In the shadow of these giant trees lives our national icon, the kiwi. To hear their call you will need to venture into the forest at night, Footprints Waipoua offer guided night walks into this ancient spiritual wonderland. We’d recommend this as a great family experience.
The Puketi and Omahuta Kauri Rainforests
The Puketi Kauri Rainforest is a 35 minute drive from Paihia, 20 minutes from Kerikeri, and a 10 minute drive from the Bay of Islands airport in Kerikeri. Along with its neighbour the Omahuta Forest, it forms one of the largest tracts of native forest in Northland.
Kauri are treasured giants. Standing underneath such ancient, magnificent stature will leave you breathless.

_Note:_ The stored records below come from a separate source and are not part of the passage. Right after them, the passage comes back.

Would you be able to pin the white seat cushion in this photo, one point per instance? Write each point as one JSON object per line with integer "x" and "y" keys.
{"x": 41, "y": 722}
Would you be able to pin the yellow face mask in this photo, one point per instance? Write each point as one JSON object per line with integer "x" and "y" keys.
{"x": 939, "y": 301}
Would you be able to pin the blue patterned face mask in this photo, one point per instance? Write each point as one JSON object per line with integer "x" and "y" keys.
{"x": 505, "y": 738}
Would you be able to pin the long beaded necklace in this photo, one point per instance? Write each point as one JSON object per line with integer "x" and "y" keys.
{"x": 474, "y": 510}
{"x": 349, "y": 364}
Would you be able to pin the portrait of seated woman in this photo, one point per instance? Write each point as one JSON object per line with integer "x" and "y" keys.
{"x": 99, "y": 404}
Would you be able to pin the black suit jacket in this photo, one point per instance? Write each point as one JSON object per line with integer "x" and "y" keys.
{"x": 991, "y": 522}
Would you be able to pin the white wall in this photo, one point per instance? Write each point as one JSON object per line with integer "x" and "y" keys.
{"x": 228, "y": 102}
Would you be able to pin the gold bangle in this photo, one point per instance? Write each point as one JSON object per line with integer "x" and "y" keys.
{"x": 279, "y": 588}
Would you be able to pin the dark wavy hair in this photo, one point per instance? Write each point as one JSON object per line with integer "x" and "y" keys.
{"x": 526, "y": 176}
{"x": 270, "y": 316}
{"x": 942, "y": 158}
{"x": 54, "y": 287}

Most tracks around these forests are all-weather tracks, and can cater for the less able or time poor with a 10-minute Kauri Boardwalk, right through to a hardy two-day hike.
And DOC has a great list of all of the walks available in the forests here.
Preparing for a walk in the Bay of Islands
Whether you’re planning a short walk or a longer hike, it’s really important you’re well prepared in case of changes in the weather, or the unlikely event that you get lost.
Here are some things to remember:
- Always double check weather conditions before you leave.
- Wear comfortable walking / hiking shoes. If you haven’t worn them in, take plasters just in case! There’s nothing worse than a blister and a long walk home.
- Take plenty of water and food. Walking can be thirsty work, even if the terrain is flat.
- Wear a hat and bring heaps of sunscreen. The NZ sun is extremely strong (burn time can be as fast as ten minutes in summer months). Keep applying sunscreen during the day especially during summer as you sweat or swim.
- Pack a windproof and waterproof jacket. Even if it’s sunny, the weather could change.
- Never smoke or light fires, especially in the bush or dry scrub areas.
- Follow all instructions and signage that you see on a trail.
- If you’re visiting any of our precious islands or forests, help us keep them pest free by bringing clean shoes and checking for stow away creatures in back packs. There are plenty of protected flora and fauna up here.
- Charge your mobile phone. There will not always be coverage but it’s just in case of an emergency. Then we’d suggest turning it on silent, to enjoy the serenity.
- If you’re parking, make sure your vehicle is locked and valuables out of sight.
- Take your rubbish with you.
Most importantly – take a deep breath in and enjoy the sweet scent of nature!